The clinching process is more and more used in automotive design and manufacturing. Traditional quality inspection of joints needs a lot of destructive tests, which is time-consuming and material-consuming. In this paper, the clinching process and joints failure of dissimilar materials, 6061 aluminium alloy and HC340/590DP dual-phase steel, are studied. A two-dimensional finite element model is established. Experiments were carried out to verify the numerical model. Through the axial tensile test, the quality of clinched joints for upper steel-lower aluminium alloy and upper aluminium alloy-lower steel were measured, respectively, and the strength and safety of the joints met the requirements of design indexes. The conventional prediction model of maximum tensile force and its modified model was researched. Combined with numerical simulation results, the fracture load, the separation load, and the failure mode of two clinched joints were predicted, respectively. Furthermore, the results are in good agreement with the experimental results. The results show that the modified prediction model of maximum tensile force has a good prediction result, and the error rate is less than 10%. The modified prediction model of maximum tensile force can effectively predict the tensile failure test results, which provides a basis for the quality evaluation and strength prediction optimization of dissimilar materials clinched joints.

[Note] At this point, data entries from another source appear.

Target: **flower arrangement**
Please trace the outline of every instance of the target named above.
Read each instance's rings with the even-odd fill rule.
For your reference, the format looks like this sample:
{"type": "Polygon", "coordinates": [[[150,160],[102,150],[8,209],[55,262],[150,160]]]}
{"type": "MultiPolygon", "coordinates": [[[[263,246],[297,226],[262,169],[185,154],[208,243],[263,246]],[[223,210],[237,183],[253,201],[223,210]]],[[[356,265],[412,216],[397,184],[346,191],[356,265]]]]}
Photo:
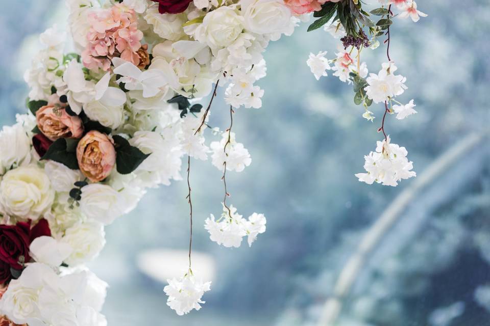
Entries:
{"type": "Polygon", "coordinates": [[[249,246],[265,232],[263,214],[247,219],[227,203],[227,171],[252,161],[232,131],[234,110],[261,106],[255,82],[266,74],[262,53],[290,35],[309,14],[308,29],[324,26],[340,39],[336,58],[310,55],[316,79],[334,71],[353,85],[354,102],[384,104],[384,140],[365,156],[360,181],[396,185],[415,176],[404,147],[390,143],[387,114],[415,113],[413,100],[395,99],[406,88],[389,58],[389,28],[400,17],[425,14],[412,0],[381,1],[368,13],[357,0],[67,0],[74,52],[65,53],[67,33],[42,33],[44,48],[26,73],[30,112],[0,132],[0,300],[2,318],[30,325],[103,325],[107,285],[84,267],[105,243],[104,227],[131,211],[145,189],[182,179],[187,156],[191,238],[189,268],[168,280],[167,304],[179,315],[199,310],[210,282],[191,268],[191,158],[223,172],[223,212],[204,227],[213,241],[249,246]],[[375,23],[373,17],[380,19],[375,23]],[[364,48],[387,36],[388,61],[368,76],[364,48]],[[207,123],[218,87],[226,87],[229,126],[207,123]],[[200,99],[210,95],[204,106],[200,99]],[[396,104],[393,104],[393,103],[396,104]],[[205,132],[217,140],[209,145],[205,132]]]}

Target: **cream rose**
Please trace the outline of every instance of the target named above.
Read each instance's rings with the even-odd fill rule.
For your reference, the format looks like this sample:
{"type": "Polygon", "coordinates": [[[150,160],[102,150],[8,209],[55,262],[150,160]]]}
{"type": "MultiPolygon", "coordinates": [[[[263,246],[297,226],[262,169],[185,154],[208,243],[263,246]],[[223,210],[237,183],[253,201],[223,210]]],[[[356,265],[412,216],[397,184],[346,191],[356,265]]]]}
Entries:
{"type": "Polygon", "coordinates": [[[242,0],[241,15],[245,28],[259,34],[286,32],[291,11],[282,0],[242,0]]]}
{"type": "Polygon", "coordinates": [[[80,209],[89,219],[110,224],[121,214],[119,193],[107,184],[92,183],[82,188],[80,209]]]}
{"type": "Polygon", "coordinates": [[[103,126],[115,129],[124,122],[122,106],[111,106],[99,101],[92,101],[83,106],[83,111],[91,120],[99,121],[103,126]]]}
{"type": "Polygon", "coordinates": [[[158,4],[146,10],[144,20],[153,25],[153,31],[162,39],[177,41],[185,35],[182,25],[187,21],[185,14],[160,14],[158,4]]]}
{"type": "Polygon", "coordinates": [[[243,30],[243,18],[235,6],[221,7],[206,14],[194,38],[213,49],[231,44],[243,30]]]}
{"type": "Polygon", "coordinates": [[[37,220],[54,198],[49,178],[34,166],[10,170],[0,182],[0,205],[7,214],[21,219],[37,220]]]}
{"type": "Polygon", "coordinates": [[[5,126],[0,131],[0,175],[31,161],[31,140],[20,124],[5,126]]]}
{"type": "Polygon", "coordinates": [[[78,170],[71,170],[65,165],[48,160],[44,166],[44,172],[51,181],[51,185],[57,192],[66,192],[72,189],[74,184],[83,179],[78,170]]]}
{"type": "Polygon", "coordinates": [[[72,250],[64,259],[65,263],[74,266],[87,262],[99,255],[106,244],[104,226],[94,221],[77,224],[66,230],[60,242],[72,250]]]}

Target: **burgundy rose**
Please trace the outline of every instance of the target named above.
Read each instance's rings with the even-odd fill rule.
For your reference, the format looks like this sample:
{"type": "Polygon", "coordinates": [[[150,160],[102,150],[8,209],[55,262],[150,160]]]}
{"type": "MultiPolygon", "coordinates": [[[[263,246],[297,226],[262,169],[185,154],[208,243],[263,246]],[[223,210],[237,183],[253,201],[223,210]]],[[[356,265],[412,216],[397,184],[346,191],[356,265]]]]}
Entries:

铆接工艺越来越多地用于汽车设计和制造。传统的接头质量检测需要进行大量破坏性试验，费时费力。本文研究了异种材料6061铝合金和HC340/590DP双相钢的铆接过程和接头失效。建立二维有限元模型。进行了实验以验证数值模型。通过轴向拉伸试验，分别测量了上钢-下铝合金和上铝合金-下钢铆接接头的质量，接头强度和安全性满足设计指标要求。研究了最大拉力的常规预测模型及其修正模型。结合数值模拟结果，分别预测了两个铆接接头的断裂载荷、分离载荷和失效模式。此外，结果与实验结果非常吻合。结果表明，修正后的最大拉力预测模型预测效果良好，误差率小于10%。修正后的最大拉力预测模型可以有效预测拉伸破坏试验结果，为异种材料铆接接头的质量评价和强度预测优化提供依据。结果表明，修正后的最大拉力预测模型预测效果良好，误差率小于10%。修正后的最大拉力预测模型可以有效预测拉伸破坏试验结果，为异种材料铆接接头的质量评价和强度预测优化提供依据。结果表明，修正后的最大拉力预测模型预测效果良好，误差率小于10%。修正后的最大拉力预测模型可以有效预测拉伸破坏试验结果，为异种材料铆接接头的质量评价和强度预测优化提供依据。